Reinforcement learning is a good option for solving sequential decision problems, which gives agents the ability to perform self-supervised learning. In order to obtain the maximum accumulated reward, the agent interacts with the environment and continuously adjusts its own strategy by obtaining reward in the environment. Deep reinforcement learning (DRL) combines deep neural networks and reinforcement learning approaches, utilizing the powerful representation and mapping capabilities of neural networks to approximate the reward function of state and action and map from state to action. DRL is an effective approach to solving high-dimensional state–action problems, and it is widely used in fields such as electronic games, recommendation systems, and intelligent control.
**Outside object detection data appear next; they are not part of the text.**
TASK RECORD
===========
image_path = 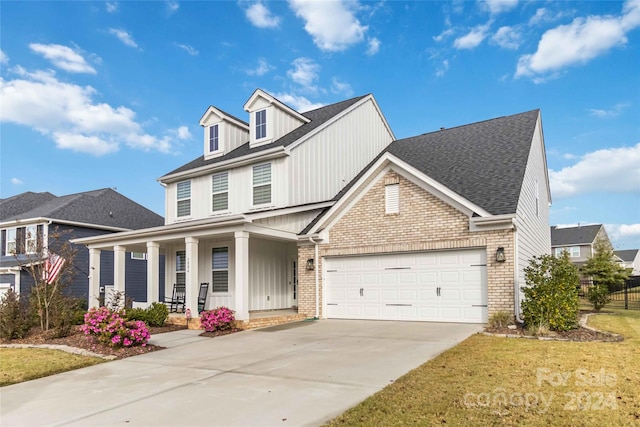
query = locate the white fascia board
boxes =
[0,217,131,231]
[287,95,396,152]
[469,214,516,231]
[245,201,336,221]
[157,146,289,184]
[242,89,311,123]
[71,215,248,248]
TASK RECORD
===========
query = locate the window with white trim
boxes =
[176,251,187,285]
[256,110,267,139]
[176,181,191,217]
[253,163,271,206]
[211,172,229,212]
[209,125,220,153]
[211,247,229,292]
[555,246,580,258]
[384,184,400,214]
[6,228,18,255]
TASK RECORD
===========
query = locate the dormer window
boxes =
[209,125,220,153]
[256,110,267,139]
A parameter-shared Q-network (PS-DQN) method is proposed in Reference [
16]. Multi-UAV maneuver decision-making applies PS-DQN to converge the strategy to Nash equilibrium with virtual self-play. But it is assumed that each UAV is flying at the same altitude and can detect the accurate position of enemy UAVs within a certain range. In Reference [
17], the Soft Actor Critic (SAC) approach is used to design the maneuver decision-making algorithm. Compared with the Twin Delayed Deep Deterministic Policy Gradient (TD3) algorithm, the simulation results show that the SAC algorithm has a shorter training time and a higher win rate. In Reference [
18], a one-to-one air combat model and missile attack zone are built, and then a Parallel Self-Play training SAC algorithm (PSP-SAC) is proposed for sharing the sample and policy in multiple combat environments. In Reference [
19], an Asynchronous Advantage Actor–Critic (A3C) algorithm is proposed, employing a multi-threaded asynchronous mechanism to reduce input correlation and accelerate training compared to methods based on experience replay. In Reference [
20], a bidirectional recurrent neural network (BRNN) is used to achieve communication between UAV individuals, and the multi-UAV cooperative air combat maneuver decision model under the actor–critic architecture is established. The decision model can obtain the cooperative maneuver policy through reinforcement learning, and guide UAVs to obtain the overall situational advantage and defeat the opponents under tactical cooperation. In Reference [
21], a maneuver decision-making approach is proposed by applying the LSTM network to the actor and critic networks in the PPO method, which has the ability to learn temporal air combat data. The simulation results show that this approach can improve the decision-making agent’s learning efficiency and decision quality. In Reference [
22], the DRL-based maneuver decision-making approach is proposed by using the LSTM-Dueling DQN network, and the simulation results show that the agent training efficiency is improved. In Reference [
23], an intelligent maneuver planning method for Beyond-visual-range (BVR) air combat using an improved deep Q network (DQN) based on the LSTM network is proposed; the results show that agents can effectively avoid enemy threats and gain tactical advantages. In Reference [
24], a data-driven approach using the LSTM neural network is proposed to predict missile trajectories in a model-free manner, leveraging their capacity to learn long-term temporal dependencies and handle both measurement noise and motion uncertainties.
The Transformer network achieves great success in dealing with time series data [
25], and introducing it into DRL has become a current research hotspot. In [
26], the self-attention mechanism in the Transformer network is introduced in DRL for structured state representation inference. In [
27], self-attention is applied to representation learning, which extracts relationships between multiple agents to learn and express strategies better. In [
28], the Transformer architecture is introduced to offline reinforcement learning, which is directly applied to the sequence decision-making model.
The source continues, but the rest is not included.